En estos días difíciles en los que hemos vivido la muerte en la familia he tenido no poco tiempo para reflexionar sobre lo obvio.


La muerte, para quien muere, puede ser final, si es su karma, disolución en el mar de la vida o tiempo de descanso antes de volver a la vida. No lo sabemos y, probablemente, cuando llega ese momento, tampoco importe en demasía.


La vida es continuidad de la vida, participación por azar en la vida y contribución, también en el azar, a la prolongación de la vida. Es inmensa, por tan improbable, la fortuna de haber llegado a la vida.

Somos, soy, resultado de millones de carreras, a lo largo de milenios, en las que compitiendo a muerte, cientos de miles de espermatozoides, una y otra vez, uno, el mío, venció en el concurso apasionante en el que el premio, uno solo, era la vida. Y las multitudes de óvulos, soñando infinitas esperas que solo algunos, muy pocos, el mío, los nuestros, participaron con éxito en la continuidad de la vida.

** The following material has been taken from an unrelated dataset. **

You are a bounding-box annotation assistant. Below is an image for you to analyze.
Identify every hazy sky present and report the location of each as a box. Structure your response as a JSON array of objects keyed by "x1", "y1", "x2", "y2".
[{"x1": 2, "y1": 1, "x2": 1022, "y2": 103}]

Es tan raro ganar el premio, tener parte en la cadena de éxitos que supone llegar a la vida, vivir un rato y participar en la prolongación de la vida que, pienso, deberíamos estar felices por el solo hecho de haber nacido.

Cada día pienso más en la lógica de tener en la memoria hasta mucho más allá de cuanto esta alcanza, la presencia de los antepasados, autores en el azar, de mi, de nuestro propio paso por la vida,

¡Me gustaría, a todos nos gustaría, saber y sentir, sin dolor ni añoranza, las vidas de mis, de nuestros exitosos ancestros! ¡Me gustaría tanto tener el pasado delante de los ojos, como inmensa y muy llena fuente de saber y amor reconocido, y no en la espalda, como lo tengo, lo tenemos, por ya ido!

















viernes, 1 de febrero de 2008

133. MARÍA VICTORIA GUTIÉRREZ

La madre de mi mujer, mi suegra durante treinta y tres años, ha muerto.
Ha sido, a lo largo de sus 84 años, una mujer muy fuerte, entregada a lo que era para ella el deber.
No ha dejado un momento de dar cuanto ha podido y no ha parado de exigir, primero a sí misma, y, luego, a todos sus próximos, siempre más.
En el camino de su vida ha disfrutado de pocos descansos, ha esquivado la banalidad y ha guerreado, sin pausa alguna, en la búsqueda de lo mejor.
Segura y firme en sus criterios, ha sido siempre libre, hasta el extremo, en la expresión de sus pensamientos.
Rodeada de los suyos, muy cansada, libre del todo, dando y recibiendo amor, la noche del 27 al 28 de enero, se entregó a Dios.
Sean estas palabras expresión, además del agradecimiento y el afecto que me han unido a ella, manifestación de la pena que, como todos los suyos, hoy siento.

sábado, 26 de enero de 2008

132. SEÑA DE IDENTIDAD

Hace algunos días, en una reunión familiar, sentados alrededor de una mesa baja, algunos de los hermanos, comentábamos que los temas que más nos agrada tratar, cuando estamos juntos, están relacionados con nuestra familia.


Siempre es lo mismo, relajados y tranquilos, hablamos de recuerdos, experiencias y valores compartidos.
Comentamos y no poco, los éxitos que en común o cada uno, hemos vivido y también están presentes los batacazos que, en razonable silencio, todos hemos compartido.


Probablemente valoramos todo en positivo porque aunque reconocemos que lo que para otros es nuestro gran defecto, en casa nuestra seña de identidad es el orgullo, un inmenso y tremendo orgullo.


No se si es bueno o es malo, probablemente ni bueno ni malo, simplemente es.
A fin de cuentas, es nuestra seña de identidad. La misma seña de identidad que une, sea el que sea hoy su pasaporte, a los españoles de todas las españas. En todas partes, cuando nos reunimos sin extraños, hacemos lo mismo, hablamos sin pudor de los éxitos logrados y disfrutamos recordando los fracasos obtenidos. Todo porque, a fin de cuentas, son nuestros y estamos orgullosos de haberlos conseguido.